05.03  Kristof Calvo (Ecolo-Groen!): Mevrouw de minister, ik dank u voor uw uitgebreid antwoord. Ik stel vast dat u en het Federaal Agentschap voor Nucleaire Controle overgaan tot een interpretatie van de aanbevelingen van de Wetenschappelijke Raad voor Ioniserende Stralingen. De wetenschappelijke raad zegt niet dat hij een actualisering vraagt van de interne nota die hem in 2005 bezorgd is.

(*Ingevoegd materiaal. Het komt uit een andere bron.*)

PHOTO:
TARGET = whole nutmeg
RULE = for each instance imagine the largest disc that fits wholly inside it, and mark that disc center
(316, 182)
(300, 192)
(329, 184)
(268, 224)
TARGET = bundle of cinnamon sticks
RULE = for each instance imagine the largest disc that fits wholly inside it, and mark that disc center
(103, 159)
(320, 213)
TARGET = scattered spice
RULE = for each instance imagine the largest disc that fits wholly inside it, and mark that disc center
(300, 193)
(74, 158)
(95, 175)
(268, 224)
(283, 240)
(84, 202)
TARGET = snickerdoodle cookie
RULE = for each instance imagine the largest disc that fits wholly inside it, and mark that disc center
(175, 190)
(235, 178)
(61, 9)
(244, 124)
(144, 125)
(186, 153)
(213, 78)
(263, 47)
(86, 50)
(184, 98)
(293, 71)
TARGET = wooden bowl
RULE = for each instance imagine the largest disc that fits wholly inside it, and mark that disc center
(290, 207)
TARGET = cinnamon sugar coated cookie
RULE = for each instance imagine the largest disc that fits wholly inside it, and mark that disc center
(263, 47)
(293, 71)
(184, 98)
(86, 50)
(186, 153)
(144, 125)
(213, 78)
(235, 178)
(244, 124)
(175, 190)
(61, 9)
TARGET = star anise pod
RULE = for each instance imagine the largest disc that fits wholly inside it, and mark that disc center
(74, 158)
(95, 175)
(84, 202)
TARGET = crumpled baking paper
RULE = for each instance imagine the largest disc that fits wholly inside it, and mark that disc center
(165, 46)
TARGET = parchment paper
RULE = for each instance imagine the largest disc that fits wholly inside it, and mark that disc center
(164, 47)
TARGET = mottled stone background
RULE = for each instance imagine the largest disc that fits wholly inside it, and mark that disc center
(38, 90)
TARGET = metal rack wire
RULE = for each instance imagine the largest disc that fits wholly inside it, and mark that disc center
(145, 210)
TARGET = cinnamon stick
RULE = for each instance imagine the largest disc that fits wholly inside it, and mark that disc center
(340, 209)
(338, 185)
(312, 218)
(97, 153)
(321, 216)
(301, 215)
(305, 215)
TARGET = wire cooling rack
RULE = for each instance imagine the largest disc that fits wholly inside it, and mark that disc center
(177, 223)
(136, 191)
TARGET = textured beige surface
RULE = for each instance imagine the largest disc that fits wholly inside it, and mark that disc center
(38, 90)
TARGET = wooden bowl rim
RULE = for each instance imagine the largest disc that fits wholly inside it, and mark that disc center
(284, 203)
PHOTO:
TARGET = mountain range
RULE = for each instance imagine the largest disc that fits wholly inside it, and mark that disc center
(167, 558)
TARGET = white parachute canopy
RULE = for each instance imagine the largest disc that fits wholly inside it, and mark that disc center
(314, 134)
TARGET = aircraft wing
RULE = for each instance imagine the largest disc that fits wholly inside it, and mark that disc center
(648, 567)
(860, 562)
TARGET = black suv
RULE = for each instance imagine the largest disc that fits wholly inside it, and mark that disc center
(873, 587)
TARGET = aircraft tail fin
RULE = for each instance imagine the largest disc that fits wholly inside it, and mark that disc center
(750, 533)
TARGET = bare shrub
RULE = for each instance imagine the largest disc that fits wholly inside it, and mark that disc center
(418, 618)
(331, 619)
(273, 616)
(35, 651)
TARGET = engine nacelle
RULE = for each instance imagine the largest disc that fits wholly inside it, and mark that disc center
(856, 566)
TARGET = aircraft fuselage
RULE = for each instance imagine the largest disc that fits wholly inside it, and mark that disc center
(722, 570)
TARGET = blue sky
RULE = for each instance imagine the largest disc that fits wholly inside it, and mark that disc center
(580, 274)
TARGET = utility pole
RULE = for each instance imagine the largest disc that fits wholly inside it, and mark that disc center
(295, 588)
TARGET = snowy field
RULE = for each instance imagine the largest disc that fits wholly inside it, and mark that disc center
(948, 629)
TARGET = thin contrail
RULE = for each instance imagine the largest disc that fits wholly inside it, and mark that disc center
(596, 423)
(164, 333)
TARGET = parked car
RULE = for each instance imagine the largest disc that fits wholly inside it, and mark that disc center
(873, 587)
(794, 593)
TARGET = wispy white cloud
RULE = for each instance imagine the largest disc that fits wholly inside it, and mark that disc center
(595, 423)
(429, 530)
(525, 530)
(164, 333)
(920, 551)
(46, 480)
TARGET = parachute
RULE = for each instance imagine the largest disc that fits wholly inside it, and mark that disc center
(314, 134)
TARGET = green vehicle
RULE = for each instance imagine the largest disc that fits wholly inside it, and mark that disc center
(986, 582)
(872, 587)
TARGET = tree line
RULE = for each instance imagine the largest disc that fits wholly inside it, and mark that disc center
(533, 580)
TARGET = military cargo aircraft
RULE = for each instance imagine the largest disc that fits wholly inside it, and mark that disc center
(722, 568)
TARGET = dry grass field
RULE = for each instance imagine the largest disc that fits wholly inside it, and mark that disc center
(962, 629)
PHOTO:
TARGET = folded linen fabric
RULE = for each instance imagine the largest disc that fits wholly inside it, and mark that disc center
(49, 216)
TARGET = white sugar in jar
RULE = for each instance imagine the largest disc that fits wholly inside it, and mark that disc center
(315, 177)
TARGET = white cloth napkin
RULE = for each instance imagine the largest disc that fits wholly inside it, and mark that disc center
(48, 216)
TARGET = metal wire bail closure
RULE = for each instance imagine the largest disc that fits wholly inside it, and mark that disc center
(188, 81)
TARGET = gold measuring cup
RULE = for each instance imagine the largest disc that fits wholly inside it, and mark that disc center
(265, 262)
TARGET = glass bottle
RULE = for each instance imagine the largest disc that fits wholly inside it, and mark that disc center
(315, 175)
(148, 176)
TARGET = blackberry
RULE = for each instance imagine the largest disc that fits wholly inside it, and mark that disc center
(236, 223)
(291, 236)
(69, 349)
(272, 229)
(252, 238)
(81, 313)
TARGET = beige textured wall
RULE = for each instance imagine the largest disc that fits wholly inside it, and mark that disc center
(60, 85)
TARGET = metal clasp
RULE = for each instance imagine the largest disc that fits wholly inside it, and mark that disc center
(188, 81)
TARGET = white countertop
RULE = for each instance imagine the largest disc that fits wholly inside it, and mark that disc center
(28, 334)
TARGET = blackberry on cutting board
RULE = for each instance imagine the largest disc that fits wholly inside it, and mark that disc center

De wetenschappelijke raad schrijft letterlijk: “Wij vragen een gelijkaardige strategienota betreffende de ontmanteling van de Belgische kerncentrales.” U houdt er de interpretatie op na dat zij vrede nemen met de actualisering van de interne nota.

 

Voorts is het goed dat er een aantal nieuwe wetgevende procedures in de pijplijn zitten. Wij kijken ernaar uit.

 

Het incident is gesloten.

L'incident est clos.

 

06 Vraag van de heer Kristof Calvo aan de minister van Binnenlandse Zaken over "de onverenigbaarheidsregels die gelden voor het FANC en voor andere overheidsinstanties uit de nucleaire sector" (nr. 4991)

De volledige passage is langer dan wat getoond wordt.